China has approved the operation of Allianz (China) Insurance Holding Co Ltd, the first fully foreign-owned insurance holding company in the country, marking a major step toward the liberalization of domestic financial markets.
Based in Shanghai, the company announced on Thursday it received authorization from the China Banking and Insurance Regulatory Commission to begin operations, which the company said will enhance its strategic and financial flexibility to capture business opportunities, further increase its investment and drive long-term market success.
"The regulatory approval for the holding company is an important landmark for our business and puts us in priority position to maximize on the opening up of the Chinese economy," said Sergio Balbinot, the company's chairman.

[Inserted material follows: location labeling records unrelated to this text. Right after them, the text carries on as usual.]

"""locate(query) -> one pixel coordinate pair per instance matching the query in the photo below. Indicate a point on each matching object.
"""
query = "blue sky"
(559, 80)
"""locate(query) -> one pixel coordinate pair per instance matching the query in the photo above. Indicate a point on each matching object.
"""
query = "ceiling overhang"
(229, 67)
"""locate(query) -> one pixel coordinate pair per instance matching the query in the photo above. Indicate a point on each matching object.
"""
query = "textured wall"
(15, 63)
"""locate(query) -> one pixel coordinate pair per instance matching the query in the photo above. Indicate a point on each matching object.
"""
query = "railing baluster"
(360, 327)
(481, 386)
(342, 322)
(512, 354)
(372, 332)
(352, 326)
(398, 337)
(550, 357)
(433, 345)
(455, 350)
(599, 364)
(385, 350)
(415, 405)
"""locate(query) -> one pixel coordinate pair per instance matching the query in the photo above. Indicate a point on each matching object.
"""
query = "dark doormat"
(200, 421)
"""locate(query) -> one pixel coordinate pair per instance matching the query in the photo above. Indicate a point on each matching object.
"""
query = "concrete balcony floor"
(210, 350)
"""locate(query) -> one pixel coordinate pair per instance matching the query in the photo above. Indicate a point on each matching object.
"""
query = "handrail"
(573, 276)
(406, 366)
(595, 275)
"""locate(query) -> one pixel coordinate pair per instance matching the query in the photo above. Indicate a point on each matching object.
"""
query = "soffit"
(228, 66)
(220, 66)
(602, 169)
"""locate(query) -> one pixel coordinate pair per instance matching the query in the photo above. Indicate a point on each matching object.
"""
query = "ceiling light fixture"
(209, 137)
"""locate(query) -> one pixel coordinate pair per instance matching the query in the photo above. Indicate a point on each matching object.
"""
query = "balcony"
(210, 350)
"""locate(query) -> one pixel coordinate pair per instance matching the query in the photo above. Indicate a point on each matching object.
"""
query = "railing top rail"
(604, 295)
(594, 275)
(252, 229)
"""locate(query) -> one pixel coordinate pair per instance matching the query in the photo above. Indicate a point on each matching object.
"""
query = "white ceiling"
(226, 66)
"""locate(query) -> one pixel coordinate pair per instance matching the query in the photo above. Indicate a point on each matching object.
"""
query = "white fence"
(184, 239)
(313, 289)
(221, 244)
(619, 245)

The approval follows a series of measures announced by the government to further open up the country's financial markets and encourage investment by foreign financial institutions.
The State Council's Financial Stability and Development Committee announced in July that China will remove foreign ownership caps for futures companies, securities firms and fund houses by 2020, a year earlier than scheduled.
The acceleration of the opening up of Chinese financial markets will bring multiple benefits to foreign investors and the financial sector, analysts said.
Wang Guojun, a finance professor at the University of International Business and Economics, said, "By setting up a fully foreign-owned insurance holding company in China, foreign insurers can explore more business opportunities in research, investment, product design and customer service and compete with domestic insurance groups."
Solmaz Altin, chief executive officer of the company, said, "With the new holding structure in place, we are able to better serve an expanding middle class with our range of financial solutions."
So far, a total of 12 domestic insurance groups account for more than 70 percent of premium income in China's insurance sector.
"We need more market participants in different types of ownership. A larger number of fully foreign-owned insurance holding companies and joint ventures will encourage learning from one another through competition.
"Domestic insurers can learn from their foreign counterparts in terms of actuarial methods, risk management, and the establishment of firewalls between business segments within a group," Wang said.
Zhou Jin, a PwC China financial services consulting partner, said: "According to our observations, many financial joint ventures, in which foreign investors hold less than 50 percent, have some flaws in corporate governance. If stakeholders disagree with each other in terms of strategy or operational objectives, it will cause a swing of strategies for the joint venture and the senior management will be at a loss for what to do."
He added that, "Under current policies, however, foreign stakeholders can have a controlling interest in a financial institution and set their strategic direction, so they will be more willing to increase their investments."